ACLU of Montana coordinated celebrations of the decision for November 20th - the first day of marriage equality in Montana.  Each was complete with officiants, photographers and cake for the first applicants at the courthouses in six cities.

Kileen Marshall, ACLU of Montana's Development Director , officiated the first weddings in Missoula.  In recognition of the anniversary, Kileen shares her memories in a special TBT (Throw Back Thursday)

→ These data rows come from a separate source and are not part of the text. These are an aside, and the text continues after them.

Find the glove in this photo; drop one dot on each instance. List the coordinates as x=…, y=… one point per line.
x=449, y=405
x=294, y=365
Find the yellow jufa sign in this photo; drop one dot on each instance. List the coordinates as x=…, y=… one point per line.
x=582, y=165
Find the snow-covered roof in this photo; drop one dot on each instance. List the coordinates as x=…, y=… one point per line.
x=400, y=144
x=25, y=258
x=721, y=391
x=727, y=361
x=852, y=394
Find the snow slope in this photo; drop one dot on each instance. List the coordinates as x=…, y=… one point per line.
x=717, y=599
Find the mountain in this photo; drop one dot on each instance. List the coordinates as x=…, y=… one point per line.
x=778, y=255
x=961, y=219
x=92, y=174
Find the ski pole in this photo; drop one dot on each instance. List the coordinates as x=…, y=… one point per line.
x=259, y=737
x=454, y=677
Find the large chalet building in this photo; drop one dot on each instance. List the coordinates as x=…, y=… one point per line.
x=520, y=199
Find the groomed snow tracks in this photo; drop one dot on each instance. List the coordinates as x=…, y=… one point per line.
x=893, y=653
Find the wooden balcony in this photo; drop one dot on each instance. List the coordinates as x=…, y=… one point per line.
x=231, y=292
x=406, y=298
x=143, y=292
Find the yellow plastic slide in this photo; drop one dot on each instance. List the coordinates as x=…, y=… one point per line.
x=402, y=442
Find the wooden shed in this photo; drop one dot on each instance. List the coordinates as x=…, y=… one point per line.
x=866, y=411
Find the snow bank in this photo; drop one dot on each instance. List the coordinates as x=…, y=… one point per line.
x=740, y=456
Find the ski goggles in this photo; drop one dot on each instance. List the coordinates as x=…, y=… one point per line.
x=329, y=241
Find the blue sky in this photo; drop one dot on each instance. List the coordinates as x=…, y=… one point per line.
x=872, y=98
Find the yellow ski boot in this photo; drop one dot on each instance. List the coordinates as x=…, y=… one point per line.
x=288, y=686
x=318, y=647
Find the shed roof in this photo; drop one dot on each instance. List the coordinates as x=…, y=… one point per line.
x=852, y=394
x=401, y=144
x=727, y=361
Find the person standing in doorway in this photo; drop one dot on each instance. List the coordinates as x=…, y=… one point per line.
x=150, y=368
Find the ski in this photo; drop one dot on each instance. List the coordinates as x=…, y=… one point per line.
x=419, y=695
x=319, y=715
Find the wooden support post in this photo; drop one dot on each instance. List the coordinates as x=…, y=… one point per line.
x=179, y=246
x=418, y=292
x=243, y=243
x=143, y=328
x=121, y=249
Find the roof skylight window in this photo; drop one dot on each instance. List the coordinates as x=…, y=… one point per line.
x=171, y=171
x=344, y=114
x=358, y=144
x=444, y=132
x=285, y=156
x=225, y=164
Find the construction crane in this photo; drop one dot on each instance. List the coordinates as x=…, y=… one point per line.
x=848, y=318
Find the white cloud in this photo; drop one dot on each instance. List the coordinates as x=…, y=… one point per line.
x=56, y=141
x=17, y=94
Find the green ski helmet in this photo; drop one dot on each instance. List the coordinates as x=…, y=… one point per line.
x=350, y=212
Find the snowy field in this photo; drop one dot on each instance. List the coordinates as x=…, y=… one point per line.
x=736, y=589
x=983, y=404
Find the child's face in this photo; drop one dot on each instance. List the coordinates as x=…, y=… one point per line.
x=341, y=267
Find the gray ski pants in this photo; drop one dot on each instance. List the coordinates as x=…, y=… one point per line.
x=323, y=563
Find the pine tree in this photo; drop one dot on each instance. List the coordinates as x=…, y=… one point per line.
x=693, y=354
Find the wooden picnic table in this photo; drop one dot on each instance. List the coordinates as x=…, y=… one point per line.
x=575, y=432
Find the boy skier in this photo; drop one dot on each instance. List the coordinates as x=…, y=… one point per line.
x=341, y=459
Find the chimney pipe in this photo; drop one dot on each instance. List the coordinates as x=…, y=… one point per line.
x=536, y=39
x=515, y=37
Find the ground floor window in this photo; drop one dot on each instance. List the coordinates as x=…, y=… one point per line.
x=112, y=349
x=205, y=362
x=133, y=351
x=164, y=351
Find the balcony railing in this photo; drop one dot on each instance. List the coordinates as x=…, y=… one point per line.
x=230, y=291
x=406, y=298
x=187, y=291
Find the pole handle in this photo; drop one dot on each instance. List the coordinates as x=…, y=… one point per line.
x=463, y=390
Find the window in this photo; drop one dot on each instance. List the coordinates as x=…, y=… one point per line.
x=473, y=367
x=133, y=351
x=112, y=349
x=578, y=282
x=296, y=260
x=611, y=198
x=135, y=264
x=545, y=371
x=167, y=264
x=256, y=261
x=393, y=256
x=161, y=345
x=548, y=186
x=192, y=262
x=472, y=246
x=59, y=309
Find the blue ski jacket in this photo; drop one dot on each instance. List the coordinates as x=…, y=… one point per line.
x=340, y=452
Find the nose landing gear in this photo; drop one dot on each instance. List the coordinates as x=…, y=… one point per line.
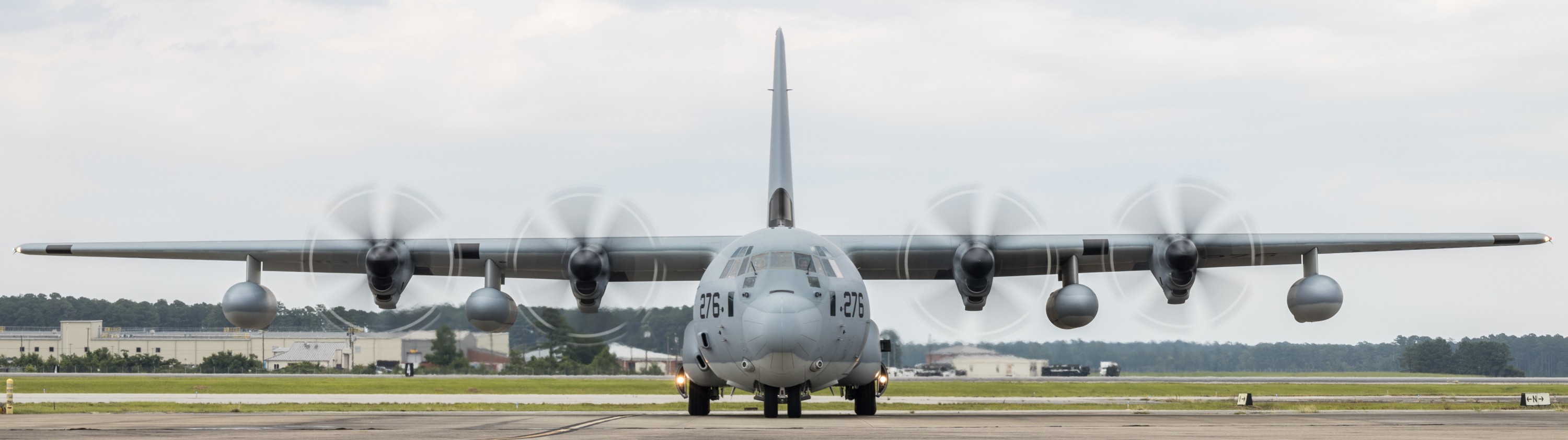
x=792, y=400
x=770, y=401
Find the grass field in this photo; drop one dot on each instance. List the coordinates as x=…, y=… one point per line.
x=744, y=406
x=1296, y=375
x=560, y=386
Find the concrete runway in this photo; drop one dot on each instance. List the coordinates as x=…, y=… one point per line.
x=255, y=400
x=816, y=425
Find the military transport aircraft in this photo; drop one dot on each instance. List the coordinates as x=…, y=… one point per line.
x=785, y=312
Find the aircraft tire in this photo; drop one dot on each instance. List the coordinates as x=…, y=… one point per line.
x=794, y=400
x=698, y=400
x=770, y=401
x=866, y=400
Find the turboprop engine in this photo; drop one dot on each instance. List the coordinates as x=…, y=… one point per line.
x=589, y=271
x=974, y=266
x=388, y=269
x=1175, y=266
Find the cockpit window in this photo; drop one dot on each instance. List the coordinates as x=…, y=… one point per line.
x=821, y=252
x=730, y=268
x=758, y=263
x=781, y=260
x=803, y=263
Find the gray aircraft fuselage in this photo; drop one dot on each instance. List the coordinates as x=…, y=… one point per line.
x=781, y=307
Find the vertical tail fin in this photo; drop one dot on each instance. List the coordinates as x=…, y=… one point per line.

Thursday, November 20th, 2014 was by far one of the coolest days I’ve had working for the ACLU over the past ten years. I heard the news on Wednesday afternoon when Jim Taylor, our normally stoic Legal Director, shouted “WE WON” from his office downstairs. Within minutes, the staff in the office were hugging and beaming with pride in the common space. Our Field Plan for the “Day of Victory” had already been arranged and so I knew that while my colleagues were representing the ACLU in five other cities across the state, I would be at the Missoula County Courthouse the next day available to officiate any couples who wanted to tie the knot. The thing is, though, I didn’t really expect anybody to take me, or the ACLU, up on the offer.

 

Kileen First Day
I sincerely hope someone writes in my obituary at the end of my life that one of my tiny claims to fame is that I proudly officiated the first nine weddings in Missoula County on the first day of marriage equality in 2014.
When I got to the Courthouse, the first three couples were in the office filling out their paperwork. There were well-over 50 people crammed into the mini-rotunda space, mostly friends of the first three couples, but also some media and interested people wanting to share in the excitement!
I shared with a few folks who I recognized that I was a registered officiant – “Spiritual Warrior of the Universe” to be exact – and that I was there to marry any couples who wanted to get married that morning. A few minutes later, the first couple came out of the office with their paperwork and immediately went downstairs to find a judge and took most of the crowd with them. The second couple came out and decided to have me, aka “The ACLU,” marry them since it was the ACLU who made their marriage possible in Montana and across the country. Before we could even start, the first couple, and the whole entourage, came back upstairs sharing that there are no Judges available for officiating in the mornings.
All of this to say, it was a flurry of ordered chaos. By the end of the first hour, I had married three couples, and by 11am all nine couples. In each ceremony, I asked each person to share with their spouse, friends and family, and bystanders in the crowd why they were marrying each other that day. Not surprisingly, every person that day, mostly older but some younger, spoke from their hearts about the decades of love they felt for one another, how the other made them the strongest and best versions of themselves, how they couldn’t imagine life without the other, and how they never thought today would come. Simply put, it was beautiful.
Apart from the general celebration of the day, two highlights stand out to me, both related to straight allies.
First, was seeing a handful of straight couples bring their toddler-age children to watch the weddings first-hand. When I asked one of the couples who I knew why, they said because they want to make sure their three-year old son grows up in a world where marriage equality is normal and they thanked the ACLU for allowing that to be the case. The other was how proud one woman, who didn’t know any of the couples there that day, was to watch each ceremony and then sign her name as a witness on a few of the forms. She came down to the courthouse to watch history be made in her hometown.
And that’s how I feel too – honored to be a part of history in some small way and to personally have been a part of one of the most meaningful moments of a couple’s life.